Cohomogeneity one RCD-spaces

TL;DR

This paper investigates cohomogeneity one RCD-spaces, establishing structural theorems, constructing new examples, and classifying non-collapsed cases up to dimension four, thus advancing understanding of these geometric spaces.

Contribution

It provides a Slice Theorem for non-collapsed RCD-spaces, characterizes their topological structure, and classifies low-dimensional non-collapsed cohomogeneity one RCD-spaces.

Findings

Slices are homeomorphic to metric cones over homogeneous spaces with Ric ≥ 0

Complete topological structural results for RCD-spaces with group actions

Classification of non-collapsed cohomogeneity one RCD-spaces up to dimension four

Abstract

We study $\mathsf{RCD}$-spaces $(X,d,\mathfrak{m})$ with group actions by isometries preserving the reference measure $\mathfrak{m}$ and whose orbit space has dimension one, i.e. cohomogeneity one actions.

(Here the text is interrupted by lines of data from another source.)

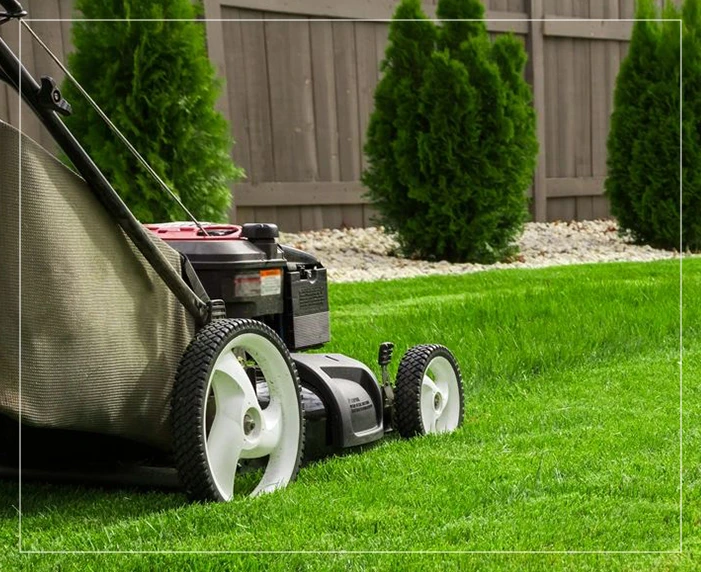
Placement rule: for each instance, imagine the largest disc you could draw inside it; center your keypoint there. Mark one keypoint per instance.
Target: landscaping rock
(365, 254)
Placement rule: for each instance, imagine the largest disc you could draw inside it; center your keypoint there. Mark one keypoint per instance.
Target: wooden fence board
(291, 99)
(583, 111)
(324, 80)
(299, 96)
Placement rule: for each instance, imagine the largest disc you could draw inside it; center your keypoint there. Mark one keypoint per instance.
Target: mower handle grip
(13, 8)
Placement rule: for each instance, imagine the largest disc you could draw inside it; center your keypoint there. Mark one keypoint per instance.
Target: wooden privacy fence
(300, 83)
(299, 91)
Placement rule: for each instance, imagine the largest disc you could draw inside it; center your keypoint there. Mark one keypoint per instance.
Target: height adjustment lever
(50, 97)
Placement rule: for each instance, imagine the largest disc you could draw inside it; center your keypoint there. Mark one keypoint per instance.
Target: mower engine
(286, 289)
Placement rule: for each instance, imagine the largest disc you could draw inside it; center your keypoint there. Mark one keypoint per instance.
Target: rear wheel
(428, 392)
(236, 403)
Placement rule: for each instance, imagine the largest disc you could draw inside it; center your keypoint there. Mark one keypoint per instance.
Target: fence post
(537, 73)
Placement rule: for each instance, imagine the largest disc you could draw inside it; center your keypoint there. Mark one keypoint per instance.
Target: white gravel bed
(360, 255)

To this end we prove a Slice Theorem asserting that when $X$ is non-collapsed the slices are homeomorphic to metric cones over homogeneous spaces with $\mathrm{Ric} \geq 0$. As a consequence we obtain complete topological structural results (also in the collapsed case) and a regular orbit representation theorem. Conversely, we show how to construct new $\mathsf{RCD}$-spaces from a cohomogeneity one group diagram, giving a complete description of $\mathsf{RCD}$-spaces of cohomogeneity one. As an application of these results we obtain the classification of cohomogeneity one, non-collapsed $\mathsf{RCD}$-spaces of essential dimension at most $4$.